Thursday, May 1, 2014

Regarding the Puritans


In any given assembly of confessional presbyterian pastors, I am sure to stand out not only because of my wit, charm, and remarkable good looks, but also because of my general skepticism toward "the Puritans." The Christian rapper Propaganda recently raised quite a ruckus with his Precious Puritans, which is useful, if for nothing else, for pointing out that the Puritans themselves may not have been as impeccable as their Savior. Puritanism was an ism: that is, not a Church or a denomination or even an ecclesiastical organization, but an assortment of attitudes and ideas expressed by any number of protestants throughout the British Isles. As an ism, Puritanism is a general classification of mood and temperament, but in practice is no more specific than today's "evangelicalism," a noun which is so vague as to include Baptists and presbyterians and hard-shell Calvinists and skeptics of the doctrine of hell.
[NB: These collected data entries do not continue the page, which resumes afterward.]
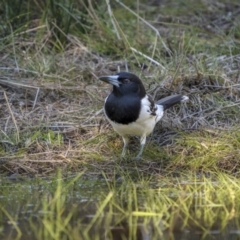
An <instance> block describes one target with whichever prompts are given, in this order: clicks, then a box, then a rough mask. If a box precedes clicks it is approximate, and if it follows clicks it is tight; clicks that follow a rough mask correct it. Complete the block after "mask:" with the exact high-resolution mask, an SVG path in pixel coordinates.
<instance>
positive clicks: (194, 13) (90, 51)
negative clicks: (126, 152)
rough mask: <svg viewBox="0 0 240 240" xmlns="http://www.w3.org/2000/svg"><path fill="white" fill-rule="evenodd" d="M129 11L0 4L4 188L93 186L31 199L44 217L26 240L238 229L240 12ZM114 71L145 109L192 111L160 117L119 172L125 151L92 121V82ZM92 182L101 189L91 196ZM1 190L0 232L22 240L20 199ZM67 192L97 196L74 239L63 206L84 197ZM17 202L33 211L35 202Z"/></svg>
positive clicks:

In the April issue of Ordained Servant, William B. Kessler has a review of A Puritan Theology which gets at the heart of my discomfort with puritanolatry. Kessler has no beef with the Puritans themselves, but notes they existed in a particular historical circumstance, some several centuries ago, and we exist in a different one, today. Exactly so. 

Let the reader note I spent years outlining Jonathan Edwards sermons, which should prove I have a generous attitude toward puritanism. However, I recognize the Puritans lived and ministered in a different time and place than I do, and dealt with concerns peculiar to their day, not mine. If I meet a layperson who tells me he reads lots of Puritan literature, I can be sure said layperson struggles with assurance of salvation. This is because Puritans pastors ministered in a cultural and ecclesiastical context of massive presumption, in which many who were dead in their sins felt confident of God's good graces because they happened to have been born into a Christian family. Accordingly, Puritan preachers tended to hit presumption of salvation hard. In our day, the Christian with a sensitive conscience who reads Puritan sermons without knowledge of their historical context will often decide he must be very, very hard of heart and lose all sense of assurance of salvation. It's a sure course for spiritual shipwreck.

Read the Puritans of old if you must, but if you want to know what modern Puritanism sounds like, it's the preaching of Jay Adams and the teaching of the Christian Counseling and Education Foundation. They don't have buckles on their shoes, but they do apply the Bible to all of life. And with smaller words, to boot.